(Post updated on Jan. 30 to reflect confirmation that Munoz was a passenger.)
Here’s a case that could almost serve as a “spot-the-issues” model question for a law-school exam on the need for litigation reform. Rose Marie Munoz wasn’t wearing her seatbelt in 2002 when the spare tire on the 1992 Mazda Navajo (a rebadged Ford Explorer) failed and driver Derek Saenz rolled over the SUV; the other three occupants of the vehicle were uninjured. Munoz was ejected and temporarily paralyzed, has lost use of her right hand, and now walks with a limp. A Nueces County, Texas jury held Ford 75% (and Mazda another 10%) responsible for $29 million in damages, on the grounds that Ford should have done more to warn consumers about the dangers of ten-year-old tires—even though the tires in question were the notorious Bridgestone/Firestone tires that had actually been recalled in 2000, but had been left on the SUV. Jurors said they were influenced by the fact that Ford has since added a warning in their owners’ manual about replacing tires more than six years old.
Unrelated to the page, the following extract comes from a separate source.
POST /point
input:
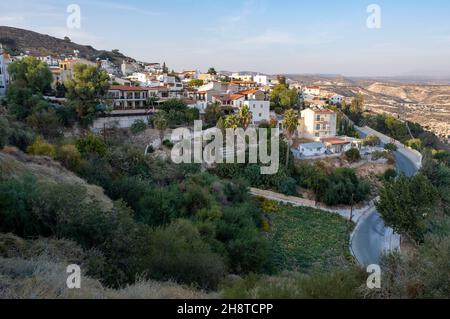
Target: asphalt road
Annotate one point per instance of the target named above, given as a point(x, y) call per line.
point(371, 236)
Firestone settled the case, allowing the plaintiffs to focus blame on Ford at trial. Ford blames the accident on driver error, and will appeal. (Sean M. Wood, “Ford hit with big judgment in Nueces”, San Antonio Express-News, Jan. 28; Karen Lundegaard, “Texas Jury Slaps Ford With $29 Million Verdict”, Wall Street Journal, Jan. 27; AP, Jan. 27; plaintiffs’ lawyer press release).
Sample model answer to the spot-the-issues question after the jump. No press story mentions all of these factors, and many went unmentioned entirely.
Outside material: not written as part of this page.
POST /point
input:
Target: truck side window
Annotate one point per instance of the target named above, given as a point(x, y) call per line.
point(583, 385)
(Update, Feb. 16: Plaintiffs’ attorney Roger Brough has an extensive discussion in the comments, to which I respond in detail. With one minor detail after the jump, I stand by my description of the case. It’s hard to follow the back-and-forth in the comments, but there is a post that combines his comments and my responses in direct point-counterpoint.)
1. Failure to wear seatbelt cause of the injuries, but not allowed to be considered as negligence, much less as an absolute bar to recovery. The jury didn’t even learn that the seatbelt wasn’t worn.
2 & 3. Apparently the jury believed that a second recall notice would’ve gotten the car-owner to replace her tires when the first one didn’t, once again demonstrating the absolute omission of “causation” as a concept in modern tort litigation, as well as the intellectual bankruptcy of the “failure to warn” cause of action.
4. Who says that the tort system doesn’t punish safety innovation? Ford’s new safety manual was used against it.
5. Needless to say, the $29 million award is absurd.
6. Plaintiffs allowed to propound multiple theories of causation as necessary to extract
double recovery from multiple defendants without consequence at trial, when jury never hears that the plaintiffs used to claim that the third-party settling defendant was responsible.
7. 20/20 hindsight: plaintiff makes bogus cost-benefit claim that a “$142 fix” would’ve prevented the accident without mentioning the fact that implementing all conceivable “$142 fixes” add up to a vehicle at least twice as expensive.
8. Locally-elected judge deciding case between local plaintiff and out-of-state defendant in judicial hellhole.
9. Any others? Discuss in the comments.
(Update, Feb. 16: Texas law permits non-settling defendants to reduce their judgment by the payment by settling defendants, so the mention of “double” recovery in ¶ 6 above was incorrect. I stand by my description of the case in the other particulars.)